Eine schwedische Ministerin betrat ein Treffen der Europäischen Union in Brüssel mit einem drei Monate alten Baby auf dem Arm. Es war das erste Mal, dass ein Säugling an einer formellen Sitzung des EU Rates teilnahm.
Ein Baby im Ratsaal
Schwedens EU Ministerin Jessica Rosencrantz brachte ihren Sohn Sigvard am Dienstag zur Sitzung des Rates für Allgemeine Angelegenheiten. Sie war seit der Geburt im November in Elternzeit. Doch wegen einer wichtigen Sitzung zum langfristigen EU Haushalt entschied sie sich, früher an die Arbeit zurückzukehren und das Baby mitzunehmen.
Rosencrantz sagte Reportern, sie wolle zeigen, dass es möglich sei, Elternschaft mit einer anspruchsvollen politischen Karriere zu verbinden. Die EU sollte ein Ort sein, an dem sich Eltern willkommen fühlen, ihre Kinder mitzubringen, wenn nötig.
Wie andere Minister reagierten
Kollegen im Raum reagierten herzlich. Mehrere Minister lächelten und begrüßten das Baby.
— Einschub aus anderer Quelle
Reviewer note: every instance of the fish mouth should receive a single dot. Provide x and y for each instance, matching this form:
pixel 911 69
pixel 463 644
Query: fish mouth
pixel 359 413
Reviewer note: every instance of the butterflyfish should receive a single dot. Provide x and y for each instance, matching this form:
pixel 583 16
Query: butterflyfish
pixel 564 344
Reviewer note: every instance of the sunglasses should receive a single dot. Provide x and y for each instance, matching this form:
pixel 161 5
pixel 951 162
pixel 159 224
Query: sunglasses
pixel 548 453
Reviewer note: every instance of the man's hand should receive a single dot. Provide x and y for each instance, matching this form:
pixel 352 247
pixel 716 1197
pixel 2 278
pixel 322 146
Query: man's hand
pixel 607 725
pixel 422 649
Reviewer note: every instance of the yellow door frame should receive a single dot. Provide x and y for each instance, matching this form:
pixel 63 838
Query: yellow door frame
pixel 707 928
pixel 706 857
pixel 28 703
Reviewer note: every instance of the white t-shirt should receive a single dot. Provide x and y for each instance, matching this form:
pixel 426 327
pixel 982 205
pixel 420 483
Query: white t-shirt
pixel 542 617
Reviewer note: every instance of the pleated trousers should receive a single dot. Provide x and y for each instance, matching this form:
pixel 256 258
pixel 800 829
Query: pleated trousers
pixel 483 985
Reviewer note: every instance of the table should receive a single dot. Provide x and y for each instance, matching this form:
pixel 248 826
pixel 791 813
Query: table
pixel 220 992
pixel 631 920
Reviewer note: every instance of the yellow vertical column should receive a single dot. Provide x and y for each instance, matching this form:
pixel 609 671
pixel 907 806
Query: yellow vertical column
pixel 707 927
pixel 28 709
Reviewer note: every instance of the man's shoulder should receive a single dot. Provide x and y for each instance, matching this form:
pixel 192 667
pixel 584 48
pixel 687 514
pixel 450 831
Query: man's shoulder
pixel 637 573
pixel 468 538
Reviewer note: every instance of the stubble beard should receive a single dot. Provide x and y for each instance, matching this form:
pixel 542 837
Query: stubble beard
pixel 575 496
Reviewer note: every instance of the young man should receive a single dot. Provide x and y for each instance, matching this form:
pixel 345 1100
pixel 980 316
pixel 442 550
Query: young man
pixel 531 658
Ein polnischer Minister wurde dabei gesehen, wie er Sigvard während der Sitzung kurz hielt. Die schwedische Delegation hatte das Sekretariat des Rates im Voraus informiert, und es gab keine Einwände.
Für viele in Schweden hatte der Moment eine tiefere Bedeutung. Das Land fördert seit langem die Gleichstellung der Geschlechter und großzügige Elternzeitregelungen. Väter in Schweden nehmen etwa 30 Prozent aller Elternzeit Tage, eine der höchsten Raten weltweit. Dass eine hochrangige Ministerin ihr Kind mit zur Arbeit bringt, fühlte sich an wie eine Bestätigung dieses nationalen Wertes.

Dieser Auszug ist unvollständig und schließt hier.